There are no arrangements or understandings between Mr. Loy and any other persons pursuant to which he was selected as President and Chief Executive Officer. There are also no family relationships between Mr. Loy and any director or executive officer of the Registrant and he has no direct or indirect material interest in any transaction required to be disclosed pursuant to Item 404(a) of Regulation S-K.


Mr. Loy has not been, nor at this time is he expected to be, appointed to any committees of the Board. There are no arrangements or understandings between Mr. Loy and any other person pursuant to which Mr. Loy was selected as a director. Mr. Loy will receive no separate compensation for his role as a director. Mr. Loy filled a vacancy created by a temporary increase in the size of the Board from eight to nine.

On December 12, 2012 the Registrant executed an Executive Employment Agreement with Mr. Loy employing him as President and Chief Executive Officer (the "CEO Agreement"). The CEO Agreement took effect as of November 28, 2012 and cancelled and replaced the Severance Protection Agreement, dated May 13, 2011 between the Registrant and Mr. Loy. Under the CEO Agreement Mr. Loy is employed as President and Chief Executive Officer of the Registrant at a base salary of $625,000 per year and variable compensation at target performance equal to 100% of base salary. Mr. Loy is eligible to participate in the Registrant's Long Term Incentive Program and to receive equity awards from time to time as determined by the Board. The CEO Agreement has an initial term of two (2) years and is subject to annual automatic renewal unless the Board sends notice of non-renewal sixty (60) days prior to expiration of the initial or any renewal term. In the event that Mr. Loy's employment is terminated by the Board without cause or by Mr. Loy for "good reason" (as defined in the CEO Agreement) then Mr. Loy is entitled to accrued but unpaid compensation and a severance benefit of salary continuation for a period of two (2) years following termination and all equity awards outstanding as of the date of termination shall continue to vest in accordance with each award's original vesting schedule and vested awards shall continue to be exercisable during such severance period and for a period of 90 days thereafter. In the event that Mr. Loy's employment is terminated by reason of death or disability, then all unvested equity awards outstanding as of the date of such termination vest and Mr. Loy or his representative have a period of one year following termination to exercise vested stock options. In addition, the CEO Agreement contains non-competition, non-solicitation and confidentiality covenants by Mr. Loy which continue for the duration of the above referenced severance period.

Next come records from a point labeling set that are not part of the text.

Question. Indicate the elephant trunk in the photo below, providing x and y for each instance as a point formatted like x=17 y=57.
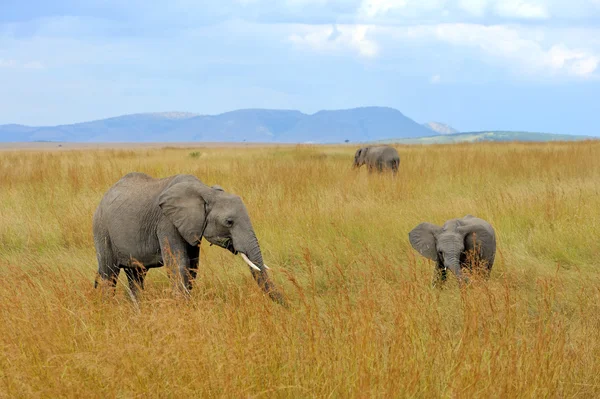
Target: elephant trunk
x=254 y=255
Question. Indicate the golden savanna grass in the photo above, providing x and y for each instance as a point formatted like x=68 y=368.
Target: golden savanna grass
x=363 y=319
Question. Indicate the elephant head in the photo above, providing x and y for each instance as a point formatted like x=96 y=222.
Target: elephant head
x=222 y=218
x=449 y=244
x=360 y=157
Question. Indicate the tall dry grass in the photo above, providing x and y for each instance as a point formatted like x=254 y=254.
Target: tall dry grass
x=363 y=320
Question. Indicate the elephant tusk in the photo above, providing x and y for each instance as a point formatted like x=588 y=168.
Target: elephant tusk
x=252 y=265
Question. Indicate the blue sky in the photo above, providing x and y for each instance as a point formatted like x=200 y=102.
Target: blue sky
x=474 y=64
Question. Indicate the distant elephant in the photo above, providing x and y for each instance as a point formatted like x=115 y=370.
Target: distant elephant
x=451 y=244
x=378 y=157
x=142 y=222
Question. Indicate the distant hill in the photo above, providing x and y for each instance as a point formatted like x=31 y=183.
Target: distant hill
x=251 y=125
x=357 y=125
x=488 y=136
x=440 y=128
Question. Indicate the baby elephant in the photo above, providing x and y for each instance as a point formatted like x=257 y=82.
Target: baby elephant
x=459 y=243
x=380 y=157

Mr. Loy has served as the Executive Vice President and Chief Operating Officer of the registrant since July 2008. Prior to that, he served as the Registrant's Executive Vice President and Chief Administrative Officer from the August 2005 merger with Mykrolis Corporation until July 2008. He served as the Vice President and Chief Financial Officer of Mykrolis Corporation from January 2001 until that merger. Prior to that, Mr. Loy served as the Chief Information Officer of Millipore Corporation, a predecessor corporation to Mykrolis, from April 1999 until December 2000. From 1995 until 1999, he served as the Division Controller for Millipore's Laboratory Water Division. From 1989 until 1995, Mr. Loy served Sandoz Pharmaceuticals (now Novartis) in a variety of financial, audit and controller positions located in Europe, Central America and Japan. Mr. Loy currently serves on the board of BTU International, Inc., a publicly held supplier of advanced thermal processing equipment.



Item 9.01. Financial Statements and Exhibits.

(d) Exhibits

Reference is made to Exhibit 99.1 attached to the Original 8-K, which disclosure is incorporated herein by reference.